Oct 22nd, 2009 | By | Category: Senior Moments Blog

The codger (aka senor citizen) was asked: what is the definition of apathy?  His reply “I don’t know and I don’t care.”  About sums it up for persons whose lives have melted into total routine.  Where do we go from here? or, “is this all folks?” If so, there could be a lot of living years out there begging for something exciting, provocative and different.  Maybe you believe that 60 is the cutoff time for seniors.  I don’t think so.  Maybe you believe the curtain slowly edges down on the stage as the years introducing retirement come on.  Maybe you think that it’s just down hill all the way to death.  What a lousy, defeatist view of what life brings as one grows older.  It has to be better than that.

Among the contributors to illness and even death are “not giving a damn,” deciding that “life is a bore,” choosing only what is available, just “going along to get along.” My there are a lot of escape routes for choosing an expansive life  experience as opposed to a limited one.

Apathy has unique means for mesmerizing you into going along with a routine that has no creative excitement available.  Life without flowers is dull.  Life without laughter lacks lustre.  Life without serendipity is too structured.
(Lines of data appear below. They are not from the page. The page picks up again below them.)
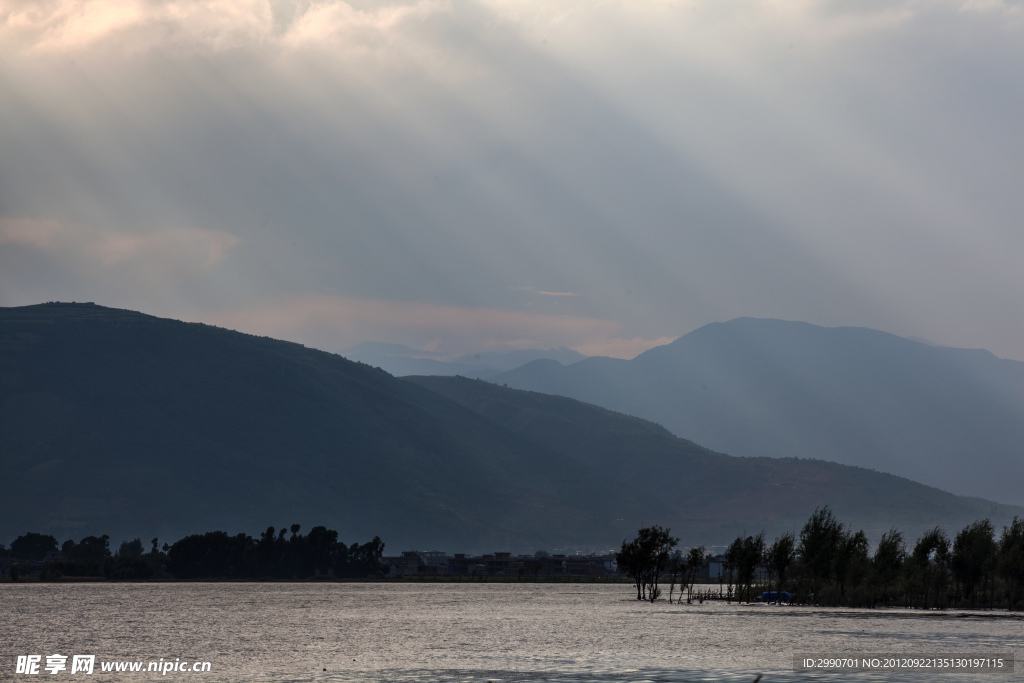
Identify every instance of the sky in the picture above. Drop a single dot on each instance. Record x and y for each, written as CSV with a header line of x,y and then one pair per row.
x,y
462,176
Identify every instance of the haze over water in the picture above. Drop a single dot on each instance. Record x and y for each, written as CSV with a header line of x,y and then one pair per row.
x,y
448,632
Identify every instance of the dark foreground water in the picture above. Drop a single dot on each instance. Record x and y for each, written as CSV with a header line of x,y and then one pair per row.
x,y
473,633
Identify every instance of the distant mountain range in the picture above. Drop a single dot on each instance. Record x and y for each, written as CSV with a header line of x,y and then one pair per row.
x,y
116,422
949,418
400,360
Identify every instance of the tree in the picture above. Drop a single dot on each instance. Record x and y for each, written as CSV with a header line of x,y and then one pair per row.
x,y
974,557
818,543
888,560
750,558
694,562
928,568
732,557
33,546
1012,561
779,559
645,558
850,560
130,548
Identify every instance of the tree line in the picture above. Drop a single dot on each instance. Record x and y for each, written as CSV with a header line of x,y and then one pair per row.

Life which chooses boredom over a whole universe  of other options promises emptiness.

The magazine, Reader’s Digest, is now in bankruptcy.  It was, for years, the fodder that fed older people.  It was a collection of articles taken from other magazines.  It, in other words, stole its material to stay alive.  Advertisers, for years, paid for the plagiarism of the magazine.  There was little creativity, almost no reason for it to continue its existence.  Until finally, advertisers said people are getting that information from somewhere else, why should we pay for it here or twice?  The magazine today is a slim shadow of what it once was.

The world of today’s thinking mind and challenged  humanity is much more inclined toward boundaries with no fences.  Climbing over or under is no big deal.  Recently the automotive industry has been shown that label loyalty is a thing of the past.  “Just because” is no longer good enough.  More than anything else, the Internet has opened the floodgates of possibility for everyone.  What once was deemed sacred is no longer so.  What once was seen as “just the way it is”  is long past.  People today explore, probe, look beyond, push the limits of almost everything. 

We are at the moment that recognizing our limits is understanding how many limitations have been erased, lifted, removed.  We are a freer people whose opportunities are much greater, whose wherewithal to seek and find is more inviting, whose realities are less confined. 

We are living in a new time when apathy has less influence and optimism is more inviting.